# Scad Valley Creek Brookies



## Layne Kubota (Aug 1, 2014)

Fished Scad Valley Creek this weekend, found out about the stream from the Google Earth and the Wild Trout Streams website.

Figured the water would be a little bit higher, lots of sneaking and bow and arrow casts into small pools, with only one or two fish that seemed like they would have to be trapped in, until higher water at least. They were very eager to take #12 Grasshopper patterns.










One of the bigger pools I found in the creek.

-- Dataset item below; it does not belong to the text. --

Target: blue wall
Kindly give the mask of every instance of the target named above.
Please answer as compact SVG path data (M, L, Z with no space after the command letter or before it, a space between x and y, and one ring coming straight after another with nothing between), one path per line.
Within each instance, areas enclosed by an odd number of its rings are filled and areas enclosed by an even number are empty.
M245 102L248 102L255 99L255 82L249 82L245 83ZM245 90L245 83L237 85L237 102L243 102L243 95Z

Anyone else fish small streams?


----------



## HighmtnFish (Jun 3, 2010)

Very nice, I love wasting a few hours on a small stream like that. It's more like spot and stalk hunting than fishing.


----------



## brookieguy1 (Oct 14, 2008)

Special little place you've found. I admire your dedication to giving up quantity and size for difficulty and challenge. Great little brookies!


----------



## mlob1one (Aug 29, 2014)

I love fishing the creek just 5 minutes from my house. Technical pocket water with lots of fish. Just moved here a few months ago and really excited that this stream is teaching me so much.


----------



## Layne Kubota (Aug 1, 2014)

Fishing the small streams is definitely a learning experience. Its a fun experience, even without any hook ups.


----------